Looking for a way to shed pounds, Sandra turned to the DoFasting app and intermittent fasting. She tried a range of different fasting methods but favors the 18:6 method which she has used for about a year.
She, too, recommends not letting setbacks get you down and trying out the exercise classes on the app. Read her full story here.
Betsy, who had tried every single diet known to man, has found a way to keep the weight off using intermittent fasting and has lost a huge 53 lbs.
She recommends giving yourself a break every now and then and trying out longer fasts when you get stuck. Read her whole story here.
After having three children, Annie decided it was time to lose the weight for her mental health as well as her overall health. She managed to lose 21 lbs in just five weeks with the DoFasting app.

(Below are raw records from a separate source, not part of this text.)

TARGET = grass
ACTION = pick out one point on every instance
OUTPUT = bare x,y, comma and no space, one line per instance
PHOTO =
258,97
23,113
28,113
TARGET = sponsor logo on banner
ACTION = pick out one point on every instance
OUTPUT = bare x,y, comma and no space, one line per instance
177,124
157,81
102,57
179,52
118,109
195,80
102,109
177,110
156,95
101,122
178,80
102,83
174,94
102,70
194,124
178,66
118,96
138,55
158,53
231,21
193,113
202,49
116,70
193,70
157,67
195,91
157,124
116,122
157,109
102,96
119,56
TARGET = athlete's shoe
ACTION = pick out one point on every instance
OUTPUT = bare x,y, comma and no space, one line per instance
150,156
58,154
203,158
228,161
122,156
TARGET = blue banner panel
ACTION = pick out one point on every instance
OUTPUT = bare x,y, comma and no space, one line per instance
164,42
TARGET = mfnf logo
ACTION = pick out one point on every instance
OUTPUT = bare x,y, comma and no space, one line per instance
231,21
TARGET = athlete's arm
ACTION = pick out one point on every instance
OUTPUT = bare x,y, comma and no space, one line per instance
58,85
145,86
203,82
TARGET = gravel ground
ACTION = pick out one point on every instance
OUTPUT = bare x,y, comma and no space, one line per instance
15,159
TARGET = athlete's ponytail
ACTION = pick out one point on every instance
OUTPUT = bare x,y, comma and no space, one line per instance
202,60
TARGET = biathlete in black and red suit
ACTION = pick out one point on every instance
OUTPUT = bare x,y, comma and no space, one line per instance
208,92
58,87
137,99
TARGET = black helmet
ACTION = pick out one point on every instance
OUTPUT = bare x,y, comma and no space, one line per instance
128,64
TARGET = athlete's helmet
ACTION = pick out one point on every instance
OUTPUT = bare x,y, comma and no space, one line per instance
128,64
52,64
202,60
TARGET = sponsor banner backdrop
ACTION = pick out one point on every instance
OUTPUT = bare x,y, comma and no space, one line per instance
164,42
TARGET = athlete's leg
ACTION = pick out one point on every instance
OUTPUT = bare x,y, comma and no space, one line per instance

She recommends reminding yourself that you don’t need the sugary snack and weighing yourself at the same time each day. Check out her story here.
As with any weight-loss method that changes a regular eating pattern, there are some side effects of intermittent fasting. These include headaches, fatigue, hunger pangs, and mood swings.
These side effects tend to dissipate as your body gets used to the fast.
There are also some women who shouldn’t try intermittent fasting diets. These include pregnant women and those with conditions that would be exacerbated by fasting.
In addition, anyone who has suffered from an eating disorder in the past should avoid intermittent fasting as it can encourage a disordered eating pattern and restricts food intake.
An intermittent fasting eating plan is a proven method of reducing body weight for women and tackling weight gain later in life. Fasting affects men and women differently but it is safe for women to use.
Fasting comes with some side effects which tend to disappear after a few weeks and the numerous health benefits make it worth it.